PARENTING A CHILD WHO CANNOT SPEAK
PARENTING A CHILD WHO CANNOT SPEAK RAISES MANY KINDS OF EMOTIONS
Having a child or young person who has situational difficulties in speaking can raise many difficult and conflicting emotions for parents and others close to the child or young person. Many parents fear and worry about how their child will manage in kindergarten, school, with friends and in hobbies if they cannot speak. Will their child make friends, will he or she be teased or left alone? These are common worries of parents with children who have situational difficulties in speaking. A parent would like to protect their child from anxiety-causing situations, but at the same time, let go and encourage the child, and trust that they will be fine. Unsuccessful attempts at encouragement and increases in a child’s anxiety can challenge the belief that the situation could go better the next time.
When a child’s situational difficulties in speaking have just begun or parents begin to suspect it, often parents become filled with uncertainty and worry. Will my child receive enough help and support for their difficulty? Am I able to sufficiently support my child in this matter? What kind of support and help will I need for my parenting? Do I have people around me who will support and help me and my family? How will I take care of myself so that I can cope and support my child?

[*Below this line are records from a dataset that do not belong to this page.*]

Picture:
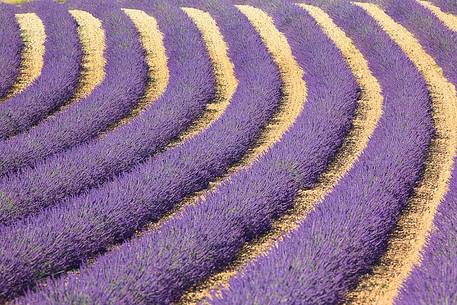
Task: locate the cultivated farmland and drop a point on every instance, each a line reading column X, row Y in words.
column 228, row 152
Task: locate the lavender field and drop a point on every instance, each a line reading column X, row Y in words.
column 228, row 152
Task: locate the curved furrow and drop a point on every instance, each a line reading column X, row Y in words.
column 188, row 249
column 32, row 55
column 123, row 87
column 10, row 50
column 433, row 280
column 71, row 173
column 92, row 39
column 448, row 19
column 435, row 37
column 92, row 70
column 368, row 113
column 117, row 209
column 159, row 75
column 227, row 84
column 48, row 81
column 449, row 6
column 414, row 225
column 346, row 233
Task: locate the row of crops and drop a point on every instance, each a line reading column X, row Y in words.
column 228, row 152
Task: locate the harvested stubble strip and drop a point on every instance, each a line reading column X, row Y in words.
column 58, row 78
column 434, row 280
column 61, row 237
column 72, row 172
column 92, row 38
column 449, row 6
column 10, row 49
column 156, row 58
column 348, row 232
column 414, row 224
column 435, row 37
column 123, row 87
column 92, row 71
column 364, row 122
column 158, row 267
column 448, row 19
column 32, row 54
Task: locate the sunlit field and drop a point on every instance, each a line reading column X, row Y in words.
column 228, row 152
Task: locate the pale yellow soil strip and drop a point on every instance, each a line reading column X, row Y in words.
column 294, row 88
column 156, row 58
column 295, row 93
column 448, row 19
column 368, row 113
column 32, row 56
column 92, row 39
column 226, row 82
column 413, row 228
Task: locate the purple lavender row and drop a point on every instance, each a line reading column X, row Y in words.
column 191, row 86
column 10, row 48
column 434, row 281
column 158, row 267
column 59, row 76
column 348, row 232
column 61, row 237
column 438, row 40
column 449, row 6
column 125, row 83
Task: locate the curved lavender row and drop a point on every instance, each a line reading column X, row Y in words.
column 10, row 48
column 58, row 79
column 191, row 86
column 124, row 85
column 158, row 267
column 348, row 232
column 433, row 282
column 449, row 6
column 61, row 237
column 439, row 41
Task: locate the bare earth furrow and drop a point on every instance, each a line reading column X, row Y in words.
column 72, row 172
column 207, row 236
column 364, row 122
column 347, row 232
column 125, row 83
column 33, row 36
column 414, row 224
column 56, row 81
column 10, row 49
column 151, row 189
column 448, row 19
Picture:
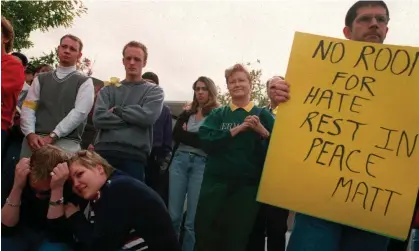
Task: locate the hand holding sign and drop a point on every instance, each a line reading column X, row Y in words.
column 282, row 90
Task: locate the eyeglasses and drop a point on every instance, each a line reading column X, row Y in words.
column 45, row 193
column 367, row 19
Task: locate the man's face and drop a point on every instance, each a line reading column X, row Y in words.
column 238, row 84
column 370, row 25
column 69, row 52
column 29, row 78
column 134, row 61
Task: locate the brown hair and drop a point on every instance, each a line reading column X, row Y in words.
column 91, row 159
column 237, row 68
column 8, row 32
column 45, row 159
column 136, row 44
column 72, row 37
column 212, row 97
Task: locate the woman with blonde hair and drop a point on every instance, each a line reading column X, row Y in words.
column 236, row 139
column 123, row 213
column 187, row 167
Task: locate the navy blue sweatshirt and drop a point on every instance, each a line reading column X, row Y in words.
column 125, row 204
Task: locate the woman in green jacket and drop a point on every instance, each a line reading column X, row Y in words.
column 236, row 140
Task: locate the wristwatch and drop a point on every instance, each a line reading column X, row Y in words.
column 53, row 136
column 57, row 202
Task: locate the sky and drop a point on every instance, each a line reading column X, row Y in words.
column 188, row 39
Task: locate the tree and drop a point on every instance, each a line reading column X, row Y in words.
column 258, row 92
column 27, row 16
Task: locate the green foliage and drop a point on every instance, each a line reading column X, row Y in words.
column 258, row 92
column 28, row 16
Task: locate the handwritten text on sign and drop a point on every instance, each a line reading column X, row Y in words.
column 344, row 146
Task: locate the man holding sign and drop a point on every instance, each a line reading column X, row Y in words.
column 338, row 177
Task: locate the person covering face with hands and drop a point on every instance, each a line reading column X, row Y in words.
column 33, row 215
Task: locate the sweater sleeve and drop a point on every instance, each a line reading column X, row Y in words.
column 185, row 137
column 12, row 77
column 212, row 137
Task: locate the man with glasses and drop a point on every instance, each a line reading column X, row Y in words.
column 365, row 21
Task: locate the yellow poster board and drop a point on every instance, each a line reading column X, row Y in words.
column 345, row 146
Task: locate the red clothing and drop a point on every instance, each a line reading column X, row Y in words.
column 12, row 80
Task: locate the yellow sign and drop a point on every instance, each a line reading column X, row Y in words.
column 344, row 148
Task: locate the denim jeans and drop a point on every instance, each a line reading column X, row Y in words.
column 185, row 178
column 415, row 240
column 313, row 234
column 134, row 168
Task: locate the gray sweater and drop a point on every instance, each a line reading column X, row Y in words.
column 128, row 129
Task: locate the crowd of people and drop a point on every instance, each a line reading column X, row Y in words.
column 126, row 186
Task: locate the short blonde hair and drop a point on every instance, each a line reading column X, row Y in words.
column 45, row 159
column 237, row 68
column 90, row 159
column 74, row 38
column 136, row 44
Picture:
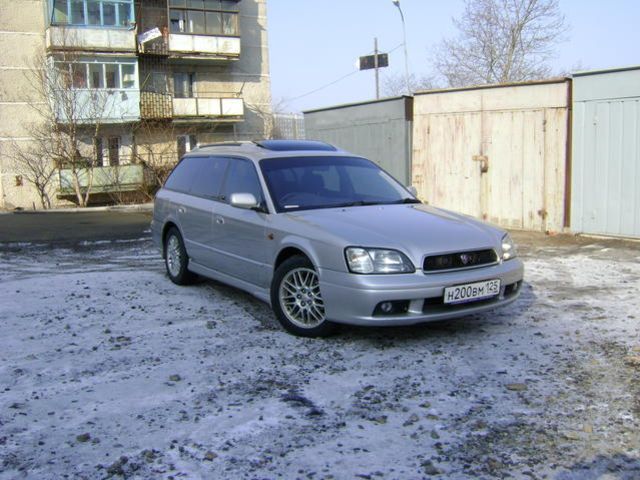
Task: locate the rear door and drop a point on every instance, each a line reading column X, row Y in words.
column 240, row 234
column 197, row 182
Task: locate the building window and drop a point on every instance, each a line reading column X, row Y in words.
column 114, row 151
column 186, row 143
column 204, row 17
column 183, row 85
column 101, row 13
column 100, row 75
column 97, row 147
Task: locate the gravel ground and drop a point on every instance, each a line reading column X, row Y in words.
column 108, row 370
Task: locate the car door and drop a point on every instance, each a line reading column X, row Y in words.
column 205, row 201
column 196, row 208
column 240, row 234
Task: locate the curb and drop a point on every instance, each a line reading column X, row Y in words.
column 143, row 207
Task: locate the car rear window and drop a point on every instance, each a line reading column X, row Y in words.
column 200, row 176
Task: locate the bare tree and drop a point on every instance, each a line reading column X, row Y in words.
column 501, row 41
column 156, row 151
column 69, row 119
column 266, row 111
column 394, row 85
column 34, row 168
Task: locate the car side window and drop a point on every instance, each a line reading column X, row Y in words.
column 242, row 178
column 209, row 176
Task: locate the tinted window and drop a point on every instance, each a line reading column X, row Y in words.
column 302, row 183
column 242, row 178
column 184, row 174
column 209, row 177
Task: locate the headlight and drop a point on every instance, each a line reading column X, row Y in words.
column 509, row 249
column 377, row 260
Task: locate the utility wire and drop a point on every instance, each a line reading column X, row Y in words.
column 337, row 80
column 324, row 86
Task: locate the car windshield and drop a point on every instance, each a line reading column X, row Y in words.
column 306, row 183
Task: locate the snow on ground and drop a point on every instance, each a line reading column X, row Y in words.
column 108, row 370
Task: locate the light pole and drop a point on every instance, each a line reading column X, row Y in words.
column 404, row 43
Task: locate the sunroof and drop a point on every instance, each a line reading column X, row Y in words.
column 293, row 145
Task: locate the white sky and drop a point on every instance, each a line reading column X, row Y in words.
column 316, row 42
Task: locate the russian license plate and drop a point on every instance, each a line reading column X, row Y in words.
column 471, row 291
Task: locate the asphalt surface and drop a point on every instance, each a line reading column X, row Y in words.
column 73, row 226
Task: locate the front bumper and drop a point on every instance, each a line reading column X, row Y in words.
column 352, row 299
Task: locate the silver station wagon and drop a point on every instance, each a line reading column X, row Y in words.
column 326, row 237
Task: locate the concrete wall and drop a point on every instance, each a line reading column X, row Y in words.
column 605, row 195
column 21, row 39
column 378, row 130
column 497, row 153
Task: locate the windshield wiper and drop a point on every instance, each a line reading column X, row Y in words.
column 355, row 203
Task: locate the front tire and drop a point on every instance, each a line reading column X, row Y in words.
column 176, row 259
column 296, row 299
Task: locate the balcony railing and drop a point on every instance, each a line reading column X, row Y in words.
column 90, row 39
column 86, row 106
column 208, row 107
column 204, row 45
column 123, row 178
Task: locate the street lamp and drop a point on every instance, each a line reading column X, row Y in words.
column 404, row 43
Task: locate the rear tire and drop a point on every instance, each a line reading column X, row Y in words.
column 296, row 299
column 176, row 259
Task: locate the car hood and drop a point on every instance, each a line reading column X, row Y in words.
column 414, row 229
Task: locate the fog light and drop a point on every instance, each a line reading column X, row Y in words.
column 391, row 307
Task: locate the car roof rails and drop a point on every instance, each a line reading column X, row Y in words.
column 295, row 145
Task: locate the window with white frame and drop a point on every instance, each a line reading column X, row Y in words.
column 100, row 74
column 184, row 85
column 204, row 17
column 98, row 13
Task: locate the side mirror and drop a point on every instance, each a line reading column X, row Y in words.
column 244, row 200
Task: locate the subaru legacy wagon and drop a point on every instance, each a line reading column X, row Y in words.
column 326, row 237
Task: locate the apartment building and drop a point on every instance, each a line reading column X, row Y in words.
column 145, row 81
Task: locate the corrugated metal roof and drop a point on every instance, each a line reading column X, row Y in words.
column 495, row 85
column 606, row 70
column 357, row 104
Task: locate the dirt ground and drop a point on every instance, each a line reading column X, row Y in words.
column 108, row 370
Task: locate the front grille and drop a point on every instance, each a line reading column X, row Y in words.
column 458, row 260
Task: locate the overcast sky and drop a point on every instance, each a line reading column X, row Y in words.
column 315, row 42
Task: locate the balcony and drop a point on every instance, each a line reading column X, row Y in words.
column 90, row 39
column 89, row 106
column 123, row 178
column 204, row 46
column 224, row 109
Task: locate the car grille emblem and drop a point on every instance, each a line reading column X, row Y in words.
column 465, row 258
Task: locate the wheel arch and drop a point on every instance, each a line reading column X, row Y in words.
column 290, row 251
column 165, row 229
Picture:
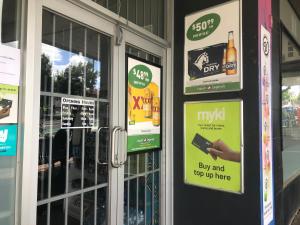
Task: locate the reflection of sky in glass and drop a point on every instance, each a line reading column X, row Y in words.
column 61, row 59
column 295, row 89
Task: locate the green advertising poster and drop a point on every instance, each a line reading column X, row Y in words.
column 143, row 105
column 213, row 140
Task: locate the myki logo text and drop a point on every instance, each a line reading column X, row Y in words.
column 3, row 135
column 137, row 102
column 210, row 116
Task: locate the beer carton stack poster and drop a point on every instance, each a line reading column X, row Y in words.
column 212, row 50
column 143, row 105
column 213, row 145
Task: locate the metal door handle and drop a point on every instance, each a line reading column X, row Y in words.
column 115, row 159
column 98, row 150
column 124, row 132
column 114, row 156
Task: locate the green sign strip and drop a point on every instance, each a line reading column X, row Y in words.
column 213, row 88
column 8, row 89
column 141, row 142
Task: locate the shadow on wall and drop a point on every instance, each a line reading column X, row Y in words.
column 291, row 198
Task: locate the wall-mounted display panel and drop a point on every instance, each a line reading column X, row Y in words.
column 213, row 147
column 213, row 50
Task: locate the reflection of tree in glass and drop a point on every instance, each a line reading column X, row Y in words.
column 46, row 71
column 77, row 76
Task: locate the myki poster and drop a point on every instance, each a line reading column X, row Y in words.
column 212, row 49
column 8, row 140
column 266, row 145
column 213, row 145
column 143, row 105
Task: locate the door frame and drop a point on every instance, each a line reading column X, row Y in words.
column 101, row 19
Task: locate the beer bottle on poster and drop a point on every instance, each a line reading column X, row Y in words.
column 231, row 56
column 156, row 111
column 147, row 103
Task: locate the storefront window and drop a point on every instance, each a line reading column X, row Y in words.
column 290, row 108
column 148, row 14
column 10, row 33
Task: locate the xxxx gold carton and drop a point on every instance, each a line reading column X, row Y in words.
column 140, row 101
column 156, row 111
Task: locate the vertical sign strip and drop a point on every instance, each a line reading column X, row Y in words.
column 266, row 145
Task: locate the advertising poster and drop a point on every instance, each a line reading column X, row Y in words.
column 143, row 105
column 212, row 149
column 8, row 140
column 212, row 50
column 266, row 145
column 8, row 104
column 77, row 113
column 9, row 65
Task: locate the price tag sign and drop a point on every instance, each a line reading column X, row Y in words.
column 212, row 50
column 77, row 113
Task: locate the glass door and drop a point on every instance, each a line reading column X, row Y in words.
column 83, row 175
column 73, row 160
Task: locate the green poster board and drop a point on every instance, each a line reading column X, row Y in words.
column 213, row 140
column 144, row 82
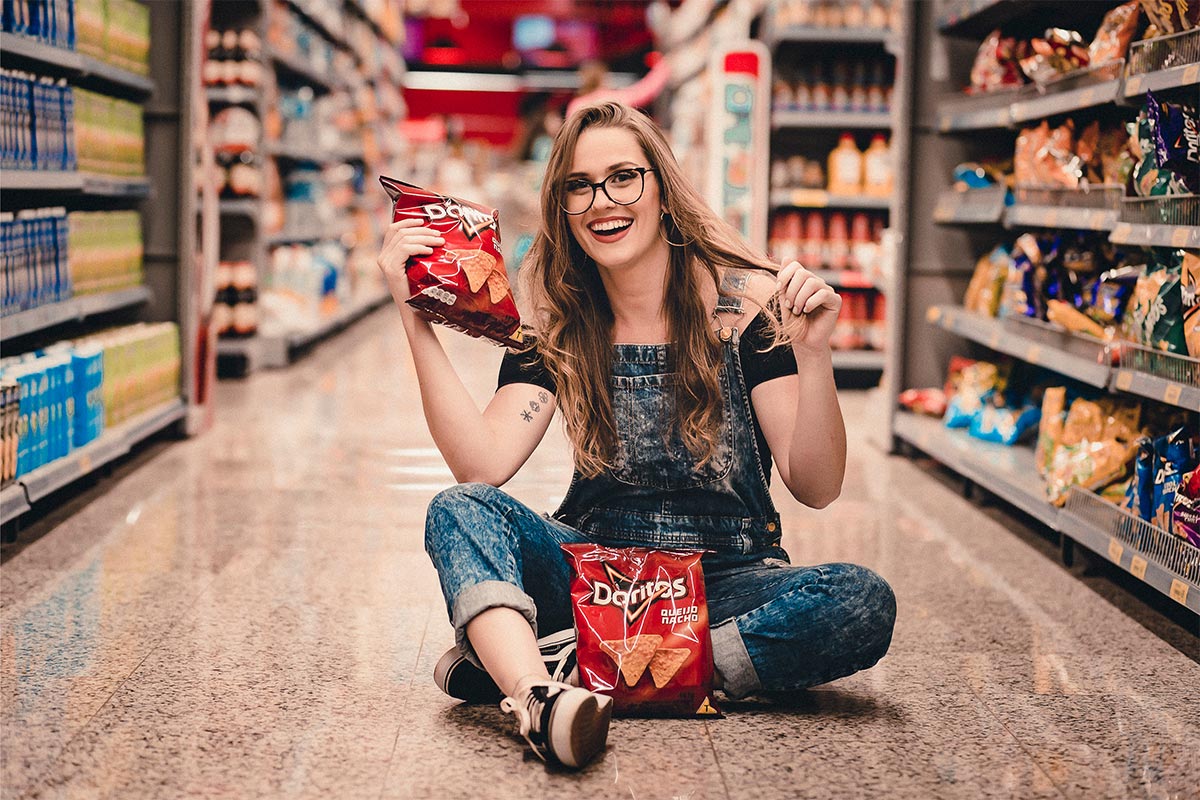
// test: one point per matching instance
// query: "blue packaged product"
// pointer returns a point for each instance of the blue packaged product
(1005, 425)
(1174, 457)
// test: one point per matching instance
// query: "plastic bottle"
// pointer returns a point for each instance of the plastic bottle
(877, 172)
(845, 167)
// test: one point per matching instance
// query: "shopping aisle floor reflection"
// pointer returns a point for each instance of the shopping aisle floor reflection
(251, 614)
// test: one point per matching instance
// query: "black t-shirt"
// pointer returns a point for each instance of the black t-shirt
(757, 368)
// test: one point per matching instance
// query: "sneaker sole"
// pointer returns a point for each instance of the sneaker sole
(443, 675)
(585, 738)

Situational difficulties in speaking are relatively rare, therefore it is possible that your circle of acquaintances has no other parents who have children with the same difficulty. accessing care may be difficult and waiting may be frustrating. Children who have situational difficulties in speaking are usually quiet and invisible, therefore their needs can be pushed to the side in the busy daily life of kindergarten and school. A parent may find it difficult or embarrassing to always be their child’s voice for teachers and carers when reminding to pay attention to the perspective of a child who cannot speak.
A CHILD'S DIFFICULTY IN SPEAKING CAN RAISE FEELINGS OF GUILT
Many parents may feel guilt that they have caused their child’s difficulty. It is currently known that the reasons for situational difficulties in speaking are many, which include a genetic genetic susceptibility as well as other predisposing factors. A parent may blame themselves if a child’s difficulty in speaking began, for example, when the child began kindergarten or school, or when parents separated: Could I have supported my child better? Why was I not more support to my child when the difficulties in speaking began, or when it got worse? It is important to remember, however, that a child’s situational difficulty in speaking is never a parent’s fault. Many unpredictable things happen in life, and it is impossible to prevent or predict these.
It is very important that parents remember that they are usually very important people to their child. Instead of self-blame or asking ‘what if’ questions, it is important to think every day about your strengths as a parent: What makes me the best parent for my child? What are my strengths? What can I thank myself for as a parent and what am I proud of? What would my child say is the best thing about me as a parent?
IT IS IMPORTANT TO TAKE CARE OF YOUR ABILITY TO MANAGE
When your child has situational difficulties in speaking, it is important to take care of your own ability of manage and your resources. What helps me to relax and gather strength? When can I rest? What things and what activities give me strength? Who can I ask for help? Taking care of your own resources is necessary for you to be able to take care of your child’s needs.
One way to strengthen your ability to cope is giving and receiving peer support. This support can concern worries about difficult emotions worries about parenting but also sharing joyful moments with other parents is empowering and can lighten the worries connected with a child’s situational difficulties in speaking. Puheeksi ry wants to support parents’ wellbeing and coping mechanisms by developing peer support for families with children who have situational difficulties in speaking.